In August 2002, he bought a weekly newspaper in Tombstone, Arizona, legendary site of the shootout at the O.K. Corral. In October of that year, his paper issued a "call to arms" to protect us from the alien invasion from the south. In December 2002, he issued a challenge: "I dare the President of the United States to arrest me". He also warned federal authorities "not to interfere".

Needless to say, he was arrested in January 2003. Although he claimed he was hiking at the time, he was detained for carrying a loaded weapon on national park land, and was accused of "hunting for Mexicans" inside the park. Among his posessions were walkie-talkies, a police scanner, a camera, and what appeared to be a toy plastic figure of Wyatt Earp on his horse.

He claims that he was targeted because of his political activism and that the arresting officer, who was Hispanic, said "we don't like your kind". Gee, imagine that. An Arizona backcountry law enforcement officer speaking her mind. Whodathunkit?

In 2003 he issued a "message to the world", warning: "Do not attempt to cross the border illegally; you will be considered an enemy of the state; if aggressors attempt to forcefully enter our country they will be repelled with force if necessary!"
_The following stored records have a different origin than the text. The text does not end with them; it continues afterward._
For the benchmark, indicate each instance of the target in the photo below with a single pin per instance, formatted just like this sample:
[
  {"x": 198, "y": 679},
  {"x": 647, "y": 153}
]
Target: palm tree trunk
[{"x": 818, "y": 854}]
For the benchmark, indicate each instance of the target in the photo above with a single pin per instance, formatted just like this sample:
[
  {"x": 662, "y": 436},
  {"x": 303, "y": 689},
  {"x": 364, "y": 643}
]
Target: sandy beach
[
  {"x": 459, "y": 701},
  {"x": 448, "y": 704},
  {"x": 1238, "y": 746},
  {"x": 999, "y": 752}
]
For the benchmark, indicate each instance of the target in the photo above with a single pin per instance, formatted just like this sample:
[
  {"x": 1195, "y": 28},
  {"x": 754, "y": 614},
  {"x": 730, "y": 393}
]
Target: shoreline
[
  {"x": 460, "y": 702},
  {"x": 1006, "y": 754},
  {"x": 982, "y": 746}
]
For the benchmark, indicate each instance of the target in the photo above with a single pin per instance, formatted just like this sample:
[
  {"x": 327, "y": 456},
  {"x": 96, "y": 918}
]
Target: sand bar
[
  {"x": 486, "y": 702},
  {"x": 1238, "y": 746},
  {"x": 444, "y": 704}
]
Which brings us to our vacation tip of the day. If you were planning on visiting southern Arizona during April this year, you might want to choose another destination. There's a plan afoot to man the borders with volunteers to apprehend border crossers beginning April 1st and lasting throughout the month. Chances are there will be more media there than volunteers, and fewer still illegal immigrants. But if any incidents do occur, there'll be shooting aplenty, both with firearms and cameras.

To the Arizona tourism industry - I'm sorry. But when your industry and culture promotes violence, you gotta expect this. Sure, shootout re-enactments attract crowds. But if they also attract the kind of people who want to act out their fantasies in real live shootouts, is that really a good thing for your economy? Just a thought.